Reduced to such basic elements, Alfred Hitchcock's films seem perhaps both less and more than we may have first thought them. Less because taken on literary terms, there is, we realize, very little to movies that may have held us such as "The Thirty-Nine Steps," The Lady Vanishes" and "North by Northwest": They are pure MacGuffin. On the other hand, we also realize that although there was not much more to others such as "Strangers on a Train" and "Vertigo," they leave a disturbing sense of aftershock that lingers long after the plot's resolution. Hitchcock's genius was in managing, occasionally, to touch those deep wellsprings of emotion -- almost always he did this visually -- and set off those resounding aftershocks of feeling.

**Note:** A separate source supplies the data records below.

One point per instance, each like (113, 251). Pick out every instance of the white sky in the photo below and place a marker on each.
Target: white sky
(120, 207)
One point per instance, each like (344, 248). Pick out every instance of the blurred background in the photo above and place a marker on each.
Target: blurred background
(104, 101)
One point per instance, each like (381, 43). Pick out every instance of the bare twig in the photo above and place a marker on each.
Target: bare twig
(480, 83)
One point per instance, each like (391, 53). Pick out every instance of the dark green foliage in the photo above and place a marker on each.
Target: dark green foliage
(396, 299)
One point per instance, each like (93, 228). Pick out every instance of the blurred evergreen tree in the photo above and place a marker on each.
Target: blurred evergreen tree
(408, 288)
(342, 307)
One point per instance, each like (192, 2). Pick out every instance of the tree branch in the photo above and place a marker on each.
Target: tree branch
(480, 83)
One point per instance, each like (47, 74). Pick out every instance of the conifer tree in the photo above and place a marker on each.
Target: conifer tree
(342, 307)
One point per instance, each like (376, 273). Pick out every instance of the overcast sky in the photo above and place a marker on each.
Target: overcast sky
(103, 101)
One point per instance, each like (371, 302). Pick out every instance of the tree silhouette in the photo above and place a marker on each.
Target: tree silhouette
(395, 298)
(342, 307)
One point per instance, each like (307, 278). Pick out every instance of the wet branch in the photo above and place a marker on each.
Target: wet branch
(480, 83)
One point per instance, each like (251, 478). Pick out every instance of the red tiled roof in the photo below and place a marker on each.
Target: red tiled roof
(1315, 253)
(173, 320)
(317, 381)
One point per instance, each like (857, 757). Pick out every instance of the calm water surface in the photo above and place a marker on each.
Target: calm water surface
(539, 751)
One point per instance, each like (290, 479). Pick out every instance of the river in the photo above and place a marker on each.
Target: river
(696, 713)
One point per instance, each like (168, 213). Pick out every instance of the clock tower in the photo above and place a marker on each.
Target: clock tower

How did he do it? Why was he capable of it sometimes, though not at others? Was he ever fully aware of his ability to touch these dark places? These are the questions that John Russell Taylor doesn't answer. Oviously, I wish he had. Yet I certainly do not intend to feign dissatisfaction with a book so well written, one that provided me with so much pleasure. Although not perfect it is very good indeed. As a record of Alfred Hitchcock's life, it is, for the most part, a record of his films -- for the very good reason, Taylor would assure us, tht his films were his life. Well, perhaps. But think of Hitchcock's career as his MacGuffin, and you will realize that something is missing.